Lou Sheppard, Dawn Chorus, Evensong (Bow River Valley), 2024. Digital image. Commissioned by Walter Phillips Gallery, Banff Centre for Arts and Creativity.
Lou Sheppard, Dawn Chorus, Evensong (Bow River Valley), 2024
Double-sided risograph print on paper, 10.5 inches x 16 inches, open edition
This work is one element of Lou Sheppard’s Dawn Chorus, Evensong (Bow River Valley), 2024
Seven-channel audio installation comprised of seven 24-hour wav files (looped), 7 speakers, amplifier, media player and cabling; and accompanying double-sided risograph print on paper, 10.5 inches x 16 inches, open edition
Commissioned by Walter Phillips Gallery, Banff Centre for Arts and Creativity
P24 0008 M
Dawn Chorus, Evensong (Bow River Valley) consists of a seven-channel audio work and accompanying score in an open edition. This score in the form of a double-sided risograph print is included in Listening Devices, and as one element of the larger work functions as an invitation into experiences of considered listening on Sacred Buffalo Guardian Mountain where Banff Centre is located as well as a prompt for performance in the absence of the audio piece.
The risograph print is comprised of both a graphic score, where imagery is used in place of musical notation, and a text-based score on the verso. A gradient of colour spans the image, shifting from blue, to coral, to blue. This shift is reflective of the work’s relation to two specific times of day, dawn and dusk, both periods in a twenty-four-hour cycle when animal life is especially active in the forest. These times are also of sustained interest to artist Lou Sheppard in his practice in the sense that they can be considered queer times, when normative understandings of gender may be less constricting and space is opened for ways of being in the world beyond these constructions.

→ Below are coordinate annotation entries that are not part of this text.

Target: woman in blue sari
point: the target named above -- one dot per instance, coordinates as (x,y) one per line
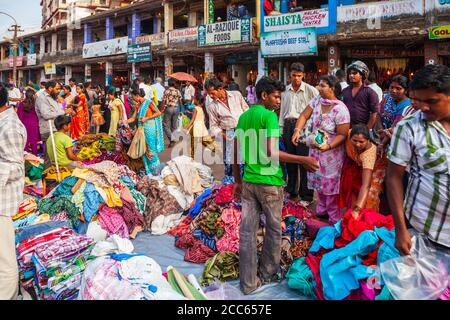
(150,118)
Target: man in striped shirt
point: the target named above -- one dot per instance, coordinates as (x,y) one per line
(13,137)
(422,141)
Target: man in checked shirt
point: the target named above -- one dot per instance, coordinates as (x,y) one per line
(13,137)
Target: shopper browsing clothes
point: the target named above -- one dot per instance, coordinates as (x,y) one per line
(261,188)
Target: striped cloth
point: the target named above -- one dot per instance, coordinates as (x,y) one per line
(425,146)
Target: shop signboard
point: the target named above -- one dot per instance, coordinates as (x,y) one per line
(182,36)
(19,61)
(50,68)
(441,32)
(303,19)
(224,33)
(139,52)
(379,10)
(157,39)
(105,48)
(31,59)
(289,43)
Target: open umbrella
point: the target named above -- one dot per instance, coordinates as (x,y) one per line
(183,76)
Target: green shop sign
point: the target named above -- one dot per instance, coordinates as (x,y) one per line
(139,52)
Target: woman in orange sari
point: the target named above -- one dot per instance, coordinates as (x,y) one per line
(79,125)
(362,174)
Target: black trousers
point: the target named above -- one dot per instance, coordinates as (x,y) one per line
(297,175)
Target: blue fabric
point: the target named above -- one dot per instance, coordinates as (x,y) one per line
(92,200)
(210,241)
(197,207)
(341,269)
(33,230)
(325,237)
(153,137)
(64,188)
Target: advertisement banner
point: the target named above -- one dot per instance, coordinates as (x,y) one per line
(287,43)
(139,52)
(303,19)
(31,59)
(105,48)
(224,33)
(157,39)
(50,68)
(439,32)
(19,61)
(183,35)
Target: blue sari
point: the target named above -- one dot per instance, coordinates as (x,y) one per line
(153,137)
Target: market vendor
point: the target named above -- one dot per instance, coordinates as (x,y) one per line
(63,145)
(422,143)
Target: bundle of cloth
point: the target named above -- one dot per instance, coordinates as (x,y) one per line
(98,200)
(52,258)
(211,227)
(344,259)
(172,192)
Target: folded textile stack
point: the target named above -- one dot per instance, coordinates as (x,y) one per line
(104,193)
(343,260)
(51,260)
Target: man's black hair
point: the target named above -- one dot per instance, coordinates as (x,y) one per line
(61,121)
(3,96)
(50,84)
(268,85)
(432,76)
(213,83)
(297,66)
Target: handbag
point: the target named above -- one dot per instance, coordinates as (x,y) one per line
(138,146)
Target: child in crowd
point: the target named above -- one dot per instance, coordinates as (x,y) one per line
(63,145)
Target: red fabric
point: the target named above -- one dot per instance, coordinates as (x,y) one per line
(313,263)
(225,194)
(367,220)
(182,228)
(351,181)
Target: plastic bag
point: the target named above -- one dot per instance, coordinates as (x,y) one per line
(138,145)
(222,291)
(423,275)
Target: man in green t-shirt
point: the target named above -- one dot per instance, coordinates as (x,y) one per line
(63,144)
(257,135)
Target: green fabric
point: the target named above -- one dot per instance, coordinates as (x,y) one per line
(62,142)
(301,278)
(223,266)
(255,126)
(55,205)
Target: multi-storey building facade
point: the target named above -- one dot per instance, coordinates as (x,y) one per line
(204,37)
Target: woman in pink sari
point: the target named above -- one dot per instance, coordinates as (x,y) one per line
(27,114)
(331,120)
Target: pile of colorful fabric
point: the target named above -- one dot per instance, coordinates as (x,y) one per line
(343,260)
(171,193)
(212,226)
(100,195)
(51,260)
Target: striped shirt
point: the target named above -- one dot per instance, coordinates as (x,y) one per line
(13,137)
(425,146)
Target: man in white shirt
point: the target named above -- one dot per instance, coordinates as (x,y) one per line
(293,101)
(371,82)
(73,86)
(14,95)
(159,90)
(224,111)
(340,74)
(189,93)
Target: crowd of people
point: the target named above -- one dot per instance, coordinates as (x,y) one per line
(351,144)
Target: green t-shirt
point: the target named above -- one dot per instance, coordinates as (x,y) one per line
(254,127)
(62,142)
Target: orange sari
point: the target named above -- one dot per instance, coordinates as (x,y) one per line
(79,123)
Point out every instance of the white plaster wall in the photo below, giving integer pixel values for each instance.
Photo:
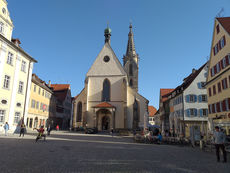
(193, 89)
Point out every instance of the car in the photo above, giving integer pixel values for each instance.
(93, 130)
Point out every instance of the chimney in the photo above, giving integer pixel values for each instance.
(193, 70)
(16, 41)
(49, 84)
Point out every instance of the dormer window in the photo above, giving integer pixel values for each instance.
(217, 29)
(1, 28)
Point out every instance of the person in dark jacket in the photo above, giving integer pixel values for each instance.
(22, 130)
(219, 140)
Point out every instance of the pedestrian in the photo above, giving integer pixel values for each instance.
(48, 130)
(111, 132)
(6, 127)
(40, 134)
(22, 130)
(219, 140)
(57, 127)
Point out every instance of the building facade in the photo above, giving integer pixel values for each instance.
(40, 103)
(188, 105)
(218, 81)
(110, 98)
(15, 74)
(62, 95)
(164, 110)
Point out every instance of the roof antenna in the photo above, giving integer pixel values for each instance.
(220, 13)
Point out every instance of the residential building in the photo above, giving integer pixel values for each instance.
(110, 98)
(62, 92)
(40, 103)
(152, 110)
(15, 74)
(218, 81)
(164, 110)
(188, 105)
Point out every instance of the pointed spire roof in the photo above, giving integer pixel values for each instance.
(130, 47)
(225, 22)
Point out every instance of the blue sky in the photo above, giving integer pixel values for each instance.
(65, 37)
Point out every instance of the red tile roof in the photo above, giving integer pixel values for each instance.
(60, 90)
(58, 87)
(165, 92)
(225, 22)
(104, 105)
(152, 111)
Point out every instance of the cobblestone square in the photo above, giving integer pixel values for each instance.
(71, 152)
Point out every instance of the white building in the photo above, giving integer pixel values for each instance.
(15, 74)
(188, 105)
(110, 98)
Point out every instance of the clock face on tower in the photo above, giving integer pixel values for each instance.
(106, 58)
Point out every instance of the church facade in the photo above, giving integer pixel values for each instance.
(110, 98)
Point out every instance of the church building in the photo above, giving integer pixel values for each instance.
(110, 98)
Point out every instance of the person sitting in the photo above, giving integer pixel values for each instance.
(41, 133)
(159, 138)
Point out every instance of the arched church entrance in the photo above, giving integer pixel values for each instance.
(104, 120)
(105, 123)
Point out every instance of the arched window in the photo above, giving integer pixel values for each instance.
(106, 90)
(130, 69)
(1, 27)
(131, 82)
(79, 112)
(136, 114)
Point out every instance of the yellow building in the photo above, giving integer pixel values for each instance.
(15, 74)
(39, 105)
(218, 81)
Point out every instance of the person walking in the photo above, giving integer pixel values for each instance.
(48, 130)
(6, 127)
(219, 140)
(22, 130)
(40, 133)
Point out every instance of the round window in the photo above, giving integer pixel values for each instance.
(106, 58)
(18, 104)
(4, 101)
(3, 10)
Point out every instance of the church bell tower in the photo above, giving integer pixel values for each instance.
(130, 61)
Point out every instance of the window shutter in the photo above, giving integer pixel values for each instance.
(195, 97)
(219, 45)
(195, 112)
(209, 109)
(228, 103)
(213, 108)
(218, 106)
(210, 92)
(224, 40)
(226, 82)
(187, 112)
(187, 98)
(221, 64)
(227, 61)
(215, 69)
(223, 105)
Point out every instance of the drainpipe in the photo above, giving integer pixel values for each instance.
(24, 110)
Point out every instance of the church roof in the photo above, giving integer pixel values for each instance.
(111, 67)
(130, 47)
(225, 22)
(104, 105)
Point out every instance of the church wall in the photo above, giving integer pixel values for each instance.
(117, 98)
(82, 98)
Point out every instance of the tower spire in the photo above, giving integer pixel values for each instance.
(107, 34)
(130, 47)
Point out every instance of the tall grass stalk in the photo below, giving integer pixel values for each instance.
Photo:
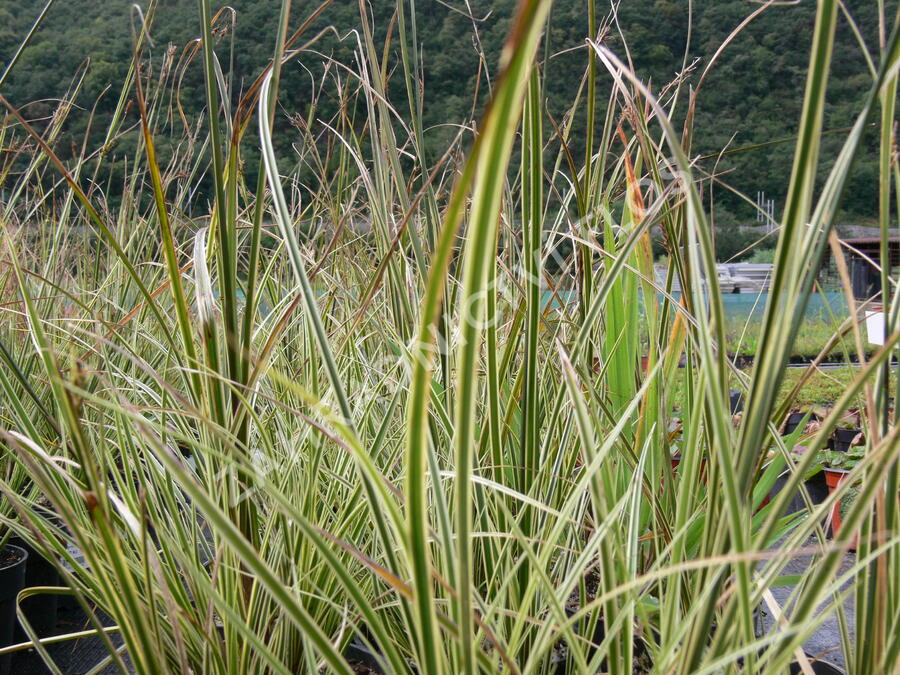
(351, 404)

When installed, the audio work sounds for an hour at both 8 a.m. and 8 p.m., times that are intended to approximate the shifts between night and day. Experienced in the Shaw Amphitheatre, with the commissioned work present from August 9 to September 2, 2024, a single voice at a time is audible on each speaker, spatializing a chorus that sounds together and apart during both the one-hour activations as well as intermittently throughout the day. The audio work takes up the idea of the biophony, or sounds made by non-human organisms in a given environment, through an arrangement for human voice that when installed outdoors is heard alongside the vocalizations of creatures present in the Bow Valley; the rustle of leaves; the wind; and passing trains.
The sonic impact of human technologies on non-human creatures, such as when the sound of a plane disrupts the ability for frogs to hear one another, causing their calls to fall out of synch and leaving them more vulnerable to predation, informed the audio work and is referenced in the score. Concurrent vocalization at different moments throughout the piece imply the political nature of collective sounding during queer times of day, and ideas of concealment, refuge or strength within and through a chorus. Other images in the score point to sounds that one is invited to imagine. Three curving lines reference the idea of the geophony, described in the score as “sounds made by the earth and atmosphere,” and the seismic waves that would have formed the mountains. The risograph print also includes imagery of topographical maps of Sulphur and Rundle Mountains, and of the Banff townsite that are manipulated and layered, locating the work within this specific geographic context as well as recalling the resonant lines indicative of sound or reverberation. Whether encountering Dawn Chorus, Evensong (Bow River Valley) as an audio work or through the printed risograph, Sheppard invites us to consider how we might be with others who take both human and nonhuman forms. To quote the score:
A collection of sounds together—becomes a chorus. Singing: A call to listen.
Copies of the risograph print, Dawn Chorus, Evensong (Bow River Valley) are available at the Front Desk of the Paul D. Fleck Library and Archives by request for viewing during regular Library Hours.
Vocalists: Pamela Hart, Stewart Legere, Lou Sheppard and Stephanie Yee. The artist would like to thank Pamela Hart for her assistance and conversations about the project; Banff Centre for Arts and Creativity and staff Mimmo Maiolo, Tyler Jordan, Megan Feniak, Karen Howard and Jacqueline Bell.
Lou Sheppard works in interdisciplinary audio, performance and installation-based practices. He has performed and exhibited across Canada, notably at The Art Gallery of York University; The Confederation Centre for the Arts, Charlottetown; and at Plug In ICA, Winnipeg; as part of the first Toronto Biennial of Art; as well as internationally at Kumu Kunstimuuseum, Estonia; in the Antarctic Biennial, and at Titanik Gallery, Finland. Sheppard has participated in numerous residencies, including the International Studio Curatorial Program, Brooklyn; La Cité des Arts, Paris; and as participant and faculty at Banff Centre. He has been longlisted for the Sobey Art Award in 2018, 2020 and 2021, and was the winner of the Hnatyshyn Foundation Emerging Atlantic Artist Residency in 2017. Sheppard is a settler on the traditional and unceded territory of the Mi’kmaq in Mi’kma’ki/Nova Scotia.